American Field

Field Trial Report

National Amateur Invitational Championship

By Jim Atchison | Jan 03, 2018
The Winners. Front (l-r): John Vanada with Touch’s Smooth Rider and Joey McAlexander with Phillips Off Line. Standing: Ryan Braddock, Larry Smith, Gary Winall, Linda Smith, Ellen Clements, Jim Pendergest, Amy Pendergest, Rich Boumeester, John Ivester, Keith Wright, Chris Weatherly, Jim Smith, Ike Todd, Keith Lowery, Nathan Phillips, Ken Blackman, Mike Small, David Williams, Elton Bray, Judge Michael Shears, Kerry Kimmery, Judge Jonathan Burch, Meagan Henry, Piper Huffman, Matt Pendergest and Dr. Rick Carlisle. [Photos by Vera Courtney.]
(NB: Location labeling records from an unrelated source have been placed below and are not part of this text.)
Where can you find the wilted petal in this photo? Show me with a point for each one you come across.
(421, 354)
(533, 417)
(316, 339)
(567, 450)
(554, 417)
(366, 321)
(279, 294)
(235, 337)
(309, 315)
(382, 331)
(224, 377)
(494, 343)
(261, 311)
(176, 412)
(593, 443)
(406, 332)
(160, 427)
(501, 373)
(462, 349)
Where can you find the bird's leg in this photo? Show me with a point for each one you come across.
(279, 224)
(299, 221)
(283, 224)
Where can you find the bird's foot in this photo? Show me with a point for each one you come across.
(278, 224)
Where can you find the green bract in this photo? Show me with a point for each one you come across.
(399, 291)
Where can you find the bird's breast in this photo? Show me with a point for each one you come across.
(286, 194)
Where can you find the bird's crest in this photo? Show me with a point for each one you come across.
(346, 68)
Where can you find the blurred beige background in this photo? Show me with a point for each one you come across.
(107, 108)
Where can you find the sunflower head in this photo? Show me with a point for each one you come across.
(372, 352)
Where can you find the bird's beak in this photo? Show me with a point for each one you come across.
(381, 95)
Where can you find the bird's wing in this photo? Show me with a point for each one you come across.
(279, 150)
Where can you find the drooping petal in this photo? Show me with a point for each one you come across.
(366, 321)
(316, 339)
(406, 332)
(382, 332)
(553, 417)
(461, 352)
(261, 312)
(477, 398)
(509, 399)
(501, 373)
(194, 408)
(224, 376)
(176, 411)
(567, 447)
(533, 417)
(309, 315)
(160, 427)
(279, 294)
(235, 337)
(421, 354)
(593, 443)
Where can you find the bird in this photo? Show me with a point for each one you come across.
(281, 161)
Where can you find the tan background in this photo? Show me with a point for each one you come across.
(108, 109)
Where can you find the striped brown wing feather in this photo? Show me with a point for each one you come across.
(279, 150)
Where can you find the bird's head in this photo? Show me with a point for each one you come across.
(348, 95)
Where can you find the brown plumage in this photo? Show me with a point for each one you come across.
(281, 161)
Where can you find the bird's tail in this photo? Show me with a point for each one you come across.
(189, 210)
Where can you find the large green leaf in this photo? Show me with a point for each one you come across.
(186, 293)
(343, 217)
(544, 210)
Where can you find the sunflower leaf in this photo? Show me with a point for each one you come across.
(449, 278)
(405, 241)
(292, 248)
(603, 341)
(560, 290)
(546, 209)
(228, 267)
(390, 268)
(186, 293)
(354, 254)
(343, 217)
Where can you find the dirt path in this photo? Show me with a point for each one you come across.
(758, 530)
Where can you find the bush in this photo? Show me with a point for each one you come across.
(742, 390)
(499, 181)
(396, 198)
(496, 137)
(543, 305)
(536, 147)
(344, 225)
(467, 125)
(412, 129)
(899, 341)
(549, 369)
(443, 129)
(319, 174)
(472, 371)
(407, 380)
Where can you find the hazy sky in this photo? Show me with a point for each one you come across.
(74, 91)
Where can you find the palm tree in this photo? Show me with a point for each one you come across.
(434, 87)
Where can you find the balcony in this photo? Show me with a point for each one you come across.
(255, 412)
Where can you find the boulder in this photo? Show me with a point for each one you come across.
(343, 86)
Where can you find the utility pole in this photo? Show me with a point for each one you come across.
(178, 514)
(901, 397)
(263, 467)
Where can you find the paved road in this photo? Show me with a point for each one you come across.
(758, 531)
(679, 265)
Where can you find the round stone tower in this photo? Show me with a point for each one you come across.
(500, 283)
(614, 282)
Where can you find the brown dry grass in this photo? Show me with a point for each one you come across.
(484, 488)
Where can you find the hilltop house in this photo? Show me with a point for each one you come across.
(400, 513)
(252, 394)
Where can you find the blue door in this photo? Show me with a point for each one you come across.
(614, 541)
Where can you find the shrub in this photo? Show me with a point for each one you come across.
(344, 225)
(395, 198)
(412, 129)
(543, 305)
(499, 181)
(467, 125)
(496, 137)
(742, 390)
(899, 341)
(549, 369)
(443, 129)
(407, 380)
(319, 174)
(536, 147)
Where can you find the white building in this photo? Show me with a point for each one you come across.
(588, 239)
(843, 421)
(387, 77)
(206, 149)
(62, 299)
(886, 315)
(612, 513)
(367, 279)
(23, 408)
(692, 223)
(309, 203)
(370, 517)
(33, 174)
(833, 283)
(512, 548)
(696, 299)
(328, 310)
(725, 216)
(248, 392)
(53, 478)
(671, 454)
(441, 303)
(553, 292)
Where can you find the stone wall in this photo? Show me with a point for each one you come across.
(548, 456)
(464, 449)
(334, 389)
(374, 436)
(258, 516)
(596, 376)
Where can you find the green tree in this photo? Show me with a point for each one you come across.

Grand Junction, Tenn. — The Rube Rhea Memorial Building on Ames Plantation was filled Sunday evening, December 3, as owners of the twelve best amateur all-age dogs in the country and numerous others gathered for the 37th renewal of the National Amateur Invitational Championship.
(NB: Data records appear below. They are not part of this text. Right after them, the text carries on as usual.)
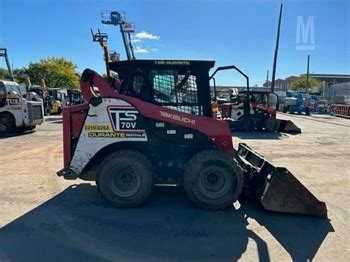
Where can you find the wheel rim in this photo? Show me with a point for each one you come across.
(214, 182)
(125, 182)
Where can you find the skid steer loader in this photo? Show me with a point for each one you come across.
(155, 125)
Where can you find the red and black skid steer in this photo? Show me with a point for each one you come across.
(155, 125)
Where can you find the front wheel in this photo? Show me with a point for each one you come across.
(213, 180)
(126, 178)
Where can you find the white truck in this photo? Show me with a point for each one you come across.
(19, 110)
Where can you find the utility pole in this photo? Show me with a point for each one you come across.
(102, 39)
(307, 73)
(267, 79)
(276, 51)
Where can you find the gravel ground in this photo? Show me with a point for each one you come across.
(45, 218)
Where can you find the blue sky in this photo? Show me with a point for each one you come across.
(230, 32)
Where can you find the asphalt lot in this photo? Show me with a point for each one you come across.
(45, 218)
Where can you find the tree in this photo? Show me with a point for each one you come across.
(302, 84)
(56, 71)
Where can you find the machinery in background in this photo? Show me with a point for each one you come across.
(340, 110)
(158, 127)
(19, 110)
(54, 99)
(296, 103)
(74, 97)
(254, 110)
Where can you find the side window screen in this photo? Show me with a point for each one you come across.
(176, 91)
(2, 89)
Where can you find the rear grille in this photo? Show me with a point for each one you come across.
(37, 112)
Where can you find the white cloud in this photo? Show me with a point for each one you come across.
(139, 49)
(135, 40)
(145, 35)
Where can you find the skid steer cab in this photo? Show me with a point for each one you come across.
(155, 125)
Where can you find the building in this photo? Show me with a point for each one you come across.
(281, 84)
(329, 79)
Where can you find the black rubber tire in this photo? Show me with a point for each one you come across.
(10, 124)
(121, 166)
(205, 166)
(270, 125)
(27, 128)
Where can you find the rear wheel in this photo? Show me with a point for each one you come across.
(213, 180)
(126, 178)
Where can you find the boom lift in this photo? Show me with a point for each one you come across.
(155, 125)
(19, 110)
(159, 128)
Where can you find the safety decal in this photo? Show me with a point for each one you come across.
(116, 135)
(126, 119)
(97, 127)
(13, 101)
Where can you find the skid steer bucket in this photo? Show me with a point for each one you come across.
(287, 126)
(275, 187)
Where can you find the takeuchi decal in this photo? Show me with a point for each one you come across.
(178, 118)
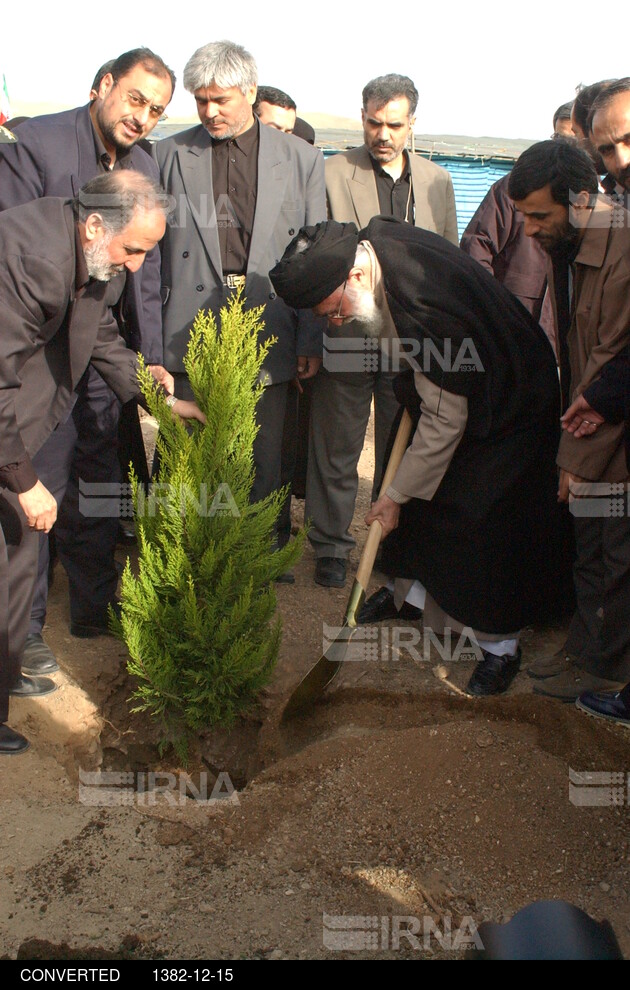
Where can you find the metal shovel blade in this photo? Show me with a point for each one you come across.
(315, 682)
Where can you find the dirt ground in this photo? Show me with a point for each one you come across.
(394, 798)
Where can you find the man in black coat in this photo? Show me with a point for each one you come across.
(59, 258)
(470, 513)
(55, 156)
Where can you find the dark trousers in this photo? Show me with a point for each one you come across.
(599, 633)
(18, 563)
(82, 451)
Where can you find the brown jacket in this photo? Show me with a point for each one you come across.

Before noon on Wednesday, Touch’s Smooth Rider, white and orange ticked pointer male owned and handled by Keith Wright of Covington, Ind., was declared champion; Phillips Off Line, white and orange ticked pointer male owned by Nathan Phillips  of Oakland, Ind., and handled by Mike Small of Evansville, Ind., was named runner-up.
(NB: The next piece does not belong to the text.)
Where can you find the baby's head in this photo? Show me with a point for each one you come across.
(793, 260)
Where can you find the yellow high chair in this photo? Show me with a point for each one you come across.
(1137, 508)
Eleven pointers and one setter were invited to the prestigious Championship based upon the number of points earned in qualifying trials during the previous season. AFTCA sponsored the running which was hosted on Ames Plantation, thanks to the generosity of the trustees of the Hobart Ames Memorial Foundation and represented by Dr. Rick Carlisle, superintendent of Ames.

After a social hour, AFTCA President David Williams called the gathering to order and immediately thanked the leadership of Ames for continuing to host the Championship. He then thanked Jim Smith representing Purina for their generous support and sponsorship of field trialing and the AFTCA. Appreciation was also voiced to Garmin Tri-Tronics for the collars, and Bruce Fox for the sculpted game bird plaques they furnished as awards to the owners of the champion and runner-up.

Williams told of the early history of the competition which originated in the Como, Miss., area under the leadership of Bob Crenshaw, Bobby Short, Joe Walker and others, and later passed to the AFTCA, and even later elevated to championship status.

During his remarks Williams complimented the owners of the competing dogs and acknowledged the level of performance necessary to earn an invitation. He also referenced a written standard which was adopted by the AFTCA in 1983 outlining the expectations of amateur all-age dogs and said copies of that standard would be available on Monday.

In closing Williams quipped, “I know what it takes to get invited because I have competed here, but I don’t know what it takes to win because I never did.”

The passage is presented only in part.